Ich rieb mir die Hände. Vielleicht fiel ja auch für mich was ab. Also… folgte ich ihnen…

Die Hälse streckten sich in die Höhe. Öffneten sich die großen Tore. Dicke Wachen sprangen heraus und schlugen die hungernde Meute in den Staub. Sie waren nicht der Grund für banges Warten. Ich hängte mich an den Trupp. Mischte mich unter seine Männer. So entkräftet waren sie, daß ich kaum auffiel in meinem Gestank. Man ließ Unser passieren. Wie durch ein Wunder schlüpfte ich mit hinein. Jetzt war ich dem Gold so nah, daß ich danach hätte greifen können. Buchstäblich saß er auf seinem Gold: Die Stücke gruben sich in seine Ritze. Umso steifer war der Empfang. Hätte mich nicht gewundert, daß er Münzen scheißt. Und tatsächlich! Als er vom Pferd stieg, fielen ihm ein paar aus der Fuge. Galvan stand auf der Treppe bereit. Er war außer sich vor Freude.

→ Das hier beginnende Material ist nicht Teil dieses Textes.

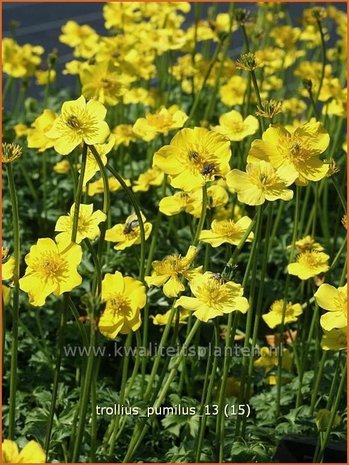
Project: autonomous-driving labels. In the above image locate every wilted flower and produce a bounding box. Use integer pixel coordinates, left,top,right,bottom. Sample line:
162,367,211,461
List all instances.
98,271,147,339
175,271,249,322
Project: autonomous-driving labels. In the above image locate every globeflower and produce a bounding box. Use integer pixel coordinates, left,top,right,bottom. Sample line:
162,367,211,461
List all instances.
247,121,330,181
200,216,253,247
321,327,347,351
2,439,46,463
145,246,198,297
19,238,82,307
55,203,107,245
153,128,231,191
175,271,248,322
262,299,303,328
212,110,258,141
314,284,348,331
46,95,109,155
105,214,152,250
287,250,330,280
98,271,146,339
226,161,297,205
1,247,16,281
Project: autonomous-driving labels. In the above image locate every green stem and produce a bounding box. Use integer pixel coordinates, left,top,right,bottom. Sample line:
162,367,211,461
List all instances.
106,165,145,281
310,350,327,417
123,320,201,463
275,186,301,418
193,184,208,246
45,293,68,462
72,311,96,463
7,163,21,440
71,143,87,242
108,333,132,459
195,318,219,462
314,360,347,463
184,41,223,127
315,20,326,104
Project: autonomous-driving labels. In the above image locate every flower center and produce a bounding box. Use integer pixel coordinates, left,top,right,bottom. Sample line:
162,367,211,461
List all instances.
66,115,81,129
212,220,242,237
108,294,132,317
34,251,69,281
187,149,218,179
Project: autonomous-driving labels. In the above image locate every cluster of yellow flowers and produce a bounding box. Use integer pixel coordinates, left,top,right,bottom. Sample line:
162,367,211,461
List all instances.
2,2,347,463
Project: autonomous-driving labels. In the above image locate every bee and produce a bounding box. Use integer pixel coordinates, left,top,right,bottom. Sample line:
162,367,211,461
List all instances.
201,163,216,176
124,220,139,234
188,150,200,162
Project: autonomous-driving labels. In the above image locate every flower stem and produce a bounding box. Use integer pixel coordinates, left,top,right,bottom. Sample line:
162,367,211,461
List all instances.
275,186,301,418
123,320,201,463
314,360,347,463
7,163,21,440
45,293,69,462
71,143,87,242
106,165,145,281
72,316,96,463
193,184,208,246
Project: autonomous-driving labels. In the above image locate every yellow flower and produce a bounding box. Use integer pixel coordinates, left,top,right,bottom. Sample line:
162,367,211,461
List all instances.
80,62,132,105
145,246,198,297
159,184,229,218
150,310,190,326
321,327,347,351
133,105,188,142
59,21,99,58
226,161,297,205
87,176,131,197
53,160,70,174
35,69,56,86
59,21,97,47
200,216,253,247
153,128,231,191
1,142,22,163
98,271,147,339
295,235,324,253
132,166,165,192
212,110,258,141
55,203,107,245
247,121,330,181
13,123,29,137
112,124,137,147
262,299,303,328
79,136,114,186
2,284,11,306
105,214,152,250
46,95,109,155
27,110,57,152
314,284,348,331
2,439,46,463
1,247,16,281
219,76,247,107
175,271,248,322
19,238,82,307
287,250,330,280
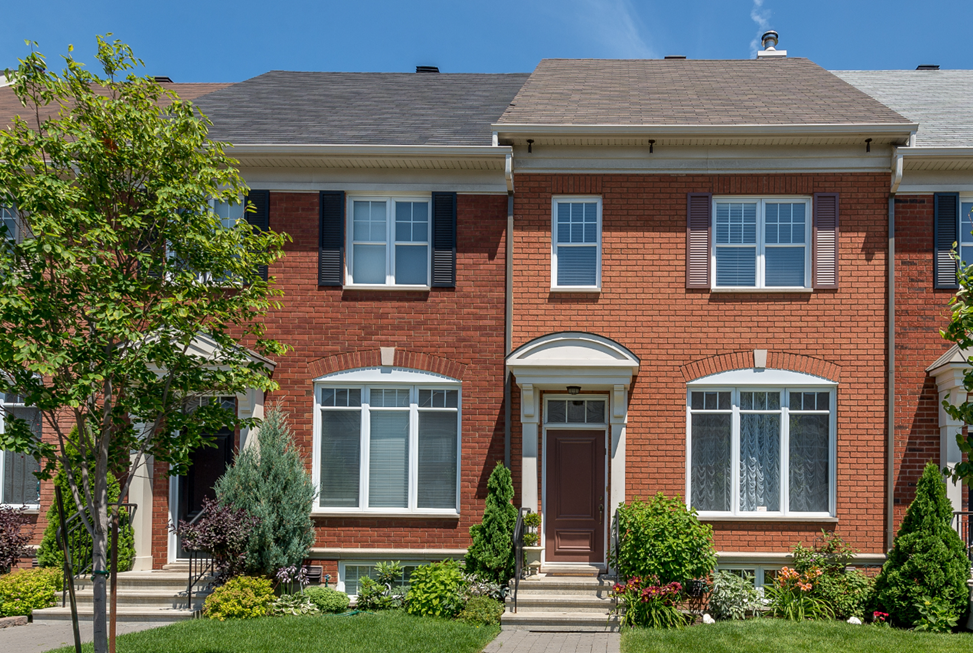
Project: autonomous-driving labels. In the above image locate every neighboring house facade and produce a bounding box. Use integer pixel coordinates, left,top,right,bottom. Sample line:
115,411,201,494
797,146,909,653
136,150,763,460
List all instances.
835,66,973,522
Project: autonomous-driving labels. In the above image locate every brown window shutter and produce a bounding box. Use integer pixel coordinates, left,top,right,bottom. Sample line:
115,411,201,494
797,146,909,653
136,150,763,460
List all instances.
686,193,713,288
811,193,838,290
933,193,959,288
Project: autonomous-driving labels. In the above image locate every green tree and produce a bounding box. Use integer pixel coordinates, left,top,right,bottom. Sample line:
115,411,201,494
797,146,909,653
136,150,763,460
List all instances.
875,462,970,626
466,463,517,584
215,406,317,577
0,37,285,653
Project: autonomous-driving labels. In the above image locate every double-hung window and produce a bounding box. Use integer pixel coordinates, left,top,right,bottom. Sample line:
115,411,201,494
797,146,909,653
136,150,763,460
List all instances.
0,394,41,509
315,370,461,514
347,197,430,289
712,197,811,288
551,196,601,291
687,386,835,518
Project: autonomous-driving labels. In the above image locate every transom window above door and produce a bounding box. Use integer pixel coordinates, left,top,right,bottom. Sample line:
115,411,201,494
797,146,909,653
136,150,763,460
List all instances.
544,399,606,424
712,198,811,288
347,197,431,288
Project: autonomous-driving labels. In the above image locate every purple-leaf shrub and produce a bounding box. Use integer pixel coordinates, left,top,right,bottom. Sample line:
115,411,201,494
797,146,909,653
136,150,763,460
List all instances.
174,499,260,582
0,506,31,573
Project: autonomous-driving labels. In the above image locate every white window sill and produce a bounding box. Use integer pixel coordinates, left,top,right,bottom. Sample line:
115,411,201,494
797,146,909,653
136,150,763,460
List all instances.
311,510,459,519
710,286,814,294
699,512,838,524
551,286,601,292
344,284,432,292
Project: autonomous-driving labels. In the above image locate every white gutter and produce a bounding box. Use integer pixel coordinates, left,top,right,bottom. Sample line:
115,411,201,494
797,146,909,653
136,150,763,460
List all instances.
230,143,513,159
491,122,919,142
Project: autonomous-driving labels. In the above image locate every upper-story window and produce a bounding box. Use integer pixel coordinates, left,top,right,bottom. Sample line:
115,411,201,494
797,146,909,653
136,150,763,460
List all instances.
551,196,601,290
315,369,462,514
0,394,41,509
712,197,811,288
347,197,431,288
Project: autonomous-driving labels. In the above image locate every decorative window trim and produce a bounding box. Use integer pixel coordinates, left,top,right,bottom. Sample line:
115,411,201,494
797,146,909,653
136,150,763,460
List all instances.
686,370,837,521
710,195,814,293
551,195,602,292
344,192,433,291
311,367,463,519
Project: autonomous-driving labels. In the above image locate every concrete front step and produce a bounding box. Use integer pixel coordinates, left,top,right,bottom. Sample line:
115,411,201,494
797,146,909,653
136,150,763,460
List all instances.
500,612,618,633
33,605,197,624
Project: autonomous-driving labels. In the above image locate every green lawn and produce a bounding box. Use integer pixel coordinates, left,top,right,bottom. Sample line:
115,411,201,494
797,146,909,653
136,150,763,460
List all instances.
622,619,973,653
44,611,500,653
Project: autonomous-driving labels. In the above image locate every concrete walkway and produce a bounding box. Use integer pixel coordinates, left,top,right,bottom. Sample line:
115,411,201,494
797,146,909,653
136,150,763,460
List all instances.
482,630,622,653
0,620,177,653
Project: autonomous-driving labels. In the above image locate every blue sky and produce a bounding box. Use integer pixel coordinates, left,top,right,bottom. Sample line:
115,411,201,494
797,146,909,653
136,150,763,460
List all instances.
0,0,973,82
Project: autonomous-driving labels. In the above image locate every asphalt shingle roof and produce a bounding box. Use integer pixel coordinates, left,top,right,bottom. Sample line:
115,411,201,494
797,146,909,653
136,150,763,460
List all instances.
834,70,973,147
198,71,528,146
498,58,908,126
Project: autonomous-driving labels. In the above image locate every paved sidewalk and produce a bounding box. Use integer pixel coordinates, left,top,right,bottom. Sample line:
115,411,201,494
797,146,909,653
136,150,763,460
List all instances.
0,620,178,653
483,630,622,653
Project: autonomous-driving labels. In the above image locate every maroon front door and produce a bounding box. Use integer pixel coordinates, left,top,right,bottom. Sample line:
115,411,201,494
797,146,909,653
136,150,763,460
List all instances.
544,430,605,563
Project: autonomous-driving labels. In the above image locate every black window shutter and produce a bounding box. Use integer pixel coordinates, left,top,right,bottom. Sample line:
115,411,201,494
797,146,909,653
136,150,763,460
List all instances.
686,193,713,288
318,190,345,286
933,193,959,288
243,190,270,281
811,193,839,290
430,193,456,288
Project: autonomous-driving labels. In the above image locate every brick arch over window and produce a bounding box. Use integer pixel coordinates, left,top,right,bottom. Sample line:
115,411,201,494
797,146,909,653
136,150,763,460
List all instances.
682,350,841,383
308,347,466,381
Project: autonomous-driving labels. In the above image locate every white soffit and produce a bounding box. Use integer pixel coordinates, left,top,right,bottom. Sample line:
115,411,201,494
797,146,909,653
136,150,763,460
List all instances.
687,369,838,387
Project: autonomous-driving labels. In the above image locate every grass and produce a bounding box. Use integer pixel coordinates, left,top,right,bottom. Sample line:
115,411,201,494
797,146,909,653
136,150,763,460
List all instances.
44,611,500,653
622,619,973,653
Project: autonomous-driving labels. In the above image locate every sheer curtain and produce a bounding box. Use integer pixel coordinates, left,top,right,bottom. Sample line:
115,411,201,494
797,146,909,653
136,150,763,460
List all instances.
740,413,780,512
690,413,733,512
788,414,830,512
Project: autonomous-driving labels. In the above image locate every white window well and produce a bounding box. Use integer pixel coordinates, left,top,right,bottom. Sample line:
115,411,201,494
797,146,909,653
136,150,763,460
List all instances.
712,197,811,289
551,196,602,291
346,197,431,289
314,369,462,515
686,374,835,519
0,394,41,510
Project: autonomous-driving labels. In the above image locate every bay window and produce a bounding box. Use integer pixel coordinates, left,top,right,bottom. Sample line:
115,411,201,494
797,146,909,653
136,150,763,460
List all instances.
315,370,460,514
687,374,835,518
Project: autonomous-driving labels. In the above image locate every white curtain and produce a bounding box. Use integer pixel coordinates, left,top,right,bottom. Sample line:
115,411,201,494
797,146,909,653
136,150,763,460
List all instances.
690,413,733,512
788,414,831,512
740,413,780,512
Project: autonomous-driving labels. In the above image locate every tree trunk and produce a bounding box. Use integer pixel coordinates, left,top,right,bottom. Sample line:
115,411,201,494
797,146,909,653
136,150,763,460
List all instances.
91,460,108,653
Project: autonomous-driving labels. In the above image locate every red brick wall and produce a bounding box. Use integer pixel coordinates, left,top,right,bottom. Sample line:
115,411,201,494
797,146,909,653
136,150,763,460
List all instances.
894,195,955,528
153,192,507,564
513,174,888,553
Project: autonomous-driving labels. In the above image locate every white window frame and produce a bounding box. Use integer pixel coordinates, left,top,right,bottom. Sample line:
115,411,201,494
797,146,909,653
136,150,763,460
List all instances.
0,393,43,513
710,195,814,292
551,195,602,292
311,368,463,517
344,193,433,290
686,370,838,521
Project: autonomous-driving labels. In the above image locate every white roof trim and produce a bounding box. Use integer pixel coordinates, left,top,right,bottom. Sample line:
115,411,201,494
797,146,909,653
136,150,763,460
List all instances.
314,367,460,385
686,369,838,387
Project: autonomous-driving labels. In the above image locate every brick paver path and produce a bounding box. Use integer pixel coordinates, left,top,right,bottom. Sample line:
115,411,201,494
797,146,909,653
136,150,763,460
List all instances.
483,630,621,653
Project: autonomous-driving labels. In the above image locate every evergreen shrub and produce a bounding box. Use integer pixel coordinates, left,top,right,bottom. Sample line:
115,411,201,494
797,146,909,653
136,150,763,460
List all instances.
214,406,316,577
203,576,276,621
612,492,716,585
875,462,970,627
466,463,517,585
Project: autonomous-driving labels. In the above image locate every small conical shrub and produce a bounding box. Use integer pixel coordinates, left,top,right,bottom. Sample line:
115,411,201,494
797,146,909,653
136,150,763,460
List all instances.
37,427,135,572
214,407,316,578
875,462,970,627
466,463,517,584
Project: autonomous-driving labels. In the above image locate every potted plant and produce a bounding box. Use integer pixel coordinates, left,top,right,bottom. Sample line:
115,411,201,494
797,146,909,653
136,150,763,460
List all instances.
522,512,544,576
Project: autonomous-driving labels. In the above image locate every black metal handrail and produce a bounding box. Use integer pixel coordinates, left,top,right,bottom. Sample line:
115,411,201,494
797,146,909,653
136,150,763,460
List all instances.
953,510,973,565
512,508,531,614
55,503,138,608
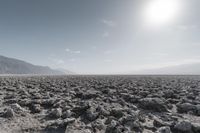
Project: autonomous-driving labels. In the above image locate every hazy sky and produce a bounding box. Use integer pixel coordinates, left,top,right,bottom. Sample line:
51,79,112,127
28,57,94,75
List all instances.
0,0,200,74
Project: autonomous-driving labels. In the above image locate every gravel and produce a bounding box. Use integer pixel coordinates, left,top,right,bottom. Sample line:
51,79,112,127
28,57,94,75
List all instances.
0,76,200,133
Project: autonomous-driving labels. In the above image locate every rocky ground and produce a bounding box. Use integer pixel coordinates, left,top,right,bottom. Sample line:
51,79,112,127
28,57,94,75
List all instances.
0,76,200,133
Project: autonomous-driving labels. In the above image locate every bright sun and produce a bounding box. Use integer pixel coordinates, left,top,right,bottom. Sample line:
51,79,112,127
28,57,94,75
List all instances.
145,0,179,25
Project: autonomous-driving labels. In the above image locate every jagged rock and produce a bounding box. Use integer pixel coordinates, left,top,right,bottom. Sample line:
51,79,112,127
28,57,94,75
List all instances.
62,110,72,118
84,109,99,121
3,108,15,118
30,104,42,113
192,123,200,133
174,121,192,133
49,108,62,118
176,103,196,113
110,108,124,118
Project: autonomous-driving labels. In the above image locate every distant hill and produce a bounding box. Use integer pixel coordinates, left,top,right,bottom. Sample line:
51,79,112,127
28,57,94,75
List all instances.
133,63,200,75
0,56,65,75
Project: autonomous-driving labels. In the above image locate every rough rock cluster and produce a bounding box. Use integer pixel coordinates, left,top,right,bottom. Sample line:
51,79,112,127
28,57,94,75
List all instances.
0,76,200,133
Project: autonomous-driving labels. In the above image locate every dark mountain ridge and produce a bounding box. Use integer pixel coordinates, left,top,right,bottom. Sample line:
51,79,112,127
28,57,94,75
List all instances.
0,55,65,75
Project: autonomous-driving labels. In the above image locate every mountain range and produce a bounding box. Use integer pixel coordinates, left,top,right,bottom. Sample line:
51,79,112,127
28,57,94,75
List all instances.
0,56,72,75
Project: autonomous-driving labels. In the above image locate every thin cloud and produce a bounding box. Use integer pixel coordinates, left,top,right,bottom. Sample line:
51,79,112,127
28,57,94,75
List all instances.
101,19,117,27
65,48,81,54
69,58,76,62
177,25,198,31
48,58,65,65
102,32,110,38
104,50,114,55
104,59,112,63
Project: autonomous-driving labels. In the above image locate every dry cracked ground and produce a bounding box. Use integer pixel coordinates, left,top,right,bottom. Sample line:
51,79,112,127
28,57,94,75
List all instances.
0,76,200,133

„Erzähl endlich! Was ist mit dem Jungen!“ Adamas sprang auf. Unwirsch gab er dem Grobklotz ein Zeichen. Der kam drohend näher.
„Geduld, Geduld, mein Herr… Ich komme gleich auf ihn zu sprechen. Warum interessiert ihr euch ausgerechnet für ihn?“
„Er ist sein Sohn.“
„Ah, ich verstehe. Ein Hirte seid ihr also. Ich hütete auch mal eine Herde… Nun, wie dem auch sei. Der Junge? Ja, der Junge fehlt noch in dieser Geschichte…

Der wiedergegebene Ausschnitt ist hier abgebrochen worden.